Ein Interview mit Oberst Johann Golob

Heute haben wir gleich zwei mal dasselbe Interview mit Oberst Johann Golob, dem Leiter der Pressestelle der Polizeidirektion Wien geführt.

Oberst Golob wollte nicht, dass wir ein Foto von ihm verwenden, also haben wir einen Typen von der Demo an den Anfang dieses Artikels gestellt. Alle Fotos von VICE.

Heute haben wir zwei Mal dasselbe Interview mit Oberst Johann Golob, dem Leiter der Pressestelle der Polizeidirektion Wien geführt.
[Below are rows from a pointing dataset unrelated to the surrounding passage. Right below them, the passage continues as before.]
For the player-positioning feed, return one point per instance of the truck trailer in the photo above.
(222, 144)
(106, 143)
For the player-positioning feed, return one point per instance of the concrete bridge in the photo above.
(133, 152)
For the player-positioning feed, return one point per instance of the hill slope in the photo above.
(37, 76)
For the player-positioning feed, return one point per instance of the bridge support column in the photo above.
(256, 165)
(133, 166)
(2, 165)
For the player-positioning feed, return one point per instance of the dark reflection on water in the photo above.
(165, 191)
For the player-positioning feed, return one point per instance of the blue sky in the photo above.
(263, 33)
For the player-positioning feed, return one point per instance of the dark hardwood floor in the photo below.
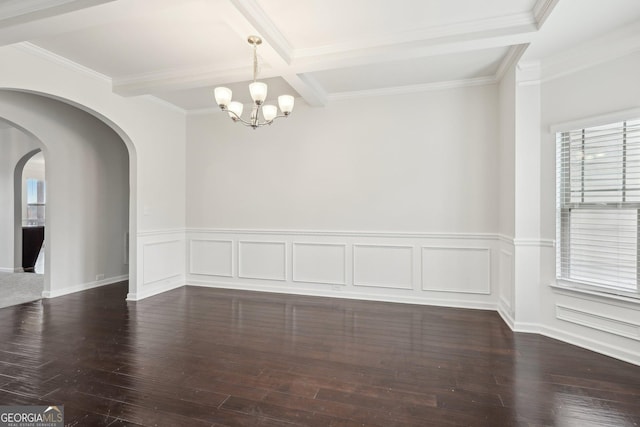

Einmal hat sich Zoran Sergievski per Telefon mit ihm unterhalten und uns dann die Mitschrift geschickt. Weil wir mittlerweile fast so skeptisch wie die Montagsdemonstranten auf alle möglichen Informationen reagieren, haben wir Herrn Golob angerufen und zur Sicherheit noch einmal nachgefragt, ob sich das Gespräch tatsächlich so zugetragen hat. Wir sind eine halbe Stunde am Telefon festgehangen, weil der Oberst mit uns das Interview Wort für Wort durchgegangen ist—ohne etwas zu ändern. Trotz vieler inhaltlicher Differenzen haben wir uns noch nie so freundlich mit einem Cop unterhalten. Jetzt wünschten wir uns, dass alle Polizisten so wären wie Johann Golob, weil er ein besonnener Mann ist, der in klassischer Wiener-Art am liebsten jeden Konflikt bei einem Spritzer lösen möchte. Zumindest hat er uns diesen Eindruck vermittelt. Leider schaut die Realität anders aus und es scheint bei der Polizei einige Typen zu geben, für die Deeskalation ein Fremdwort ist. Wir hoffen, dass diese schwarzen Schafe bald aus dem Verkehr gezogen werden. Johann, wir verlassen uns auf dich!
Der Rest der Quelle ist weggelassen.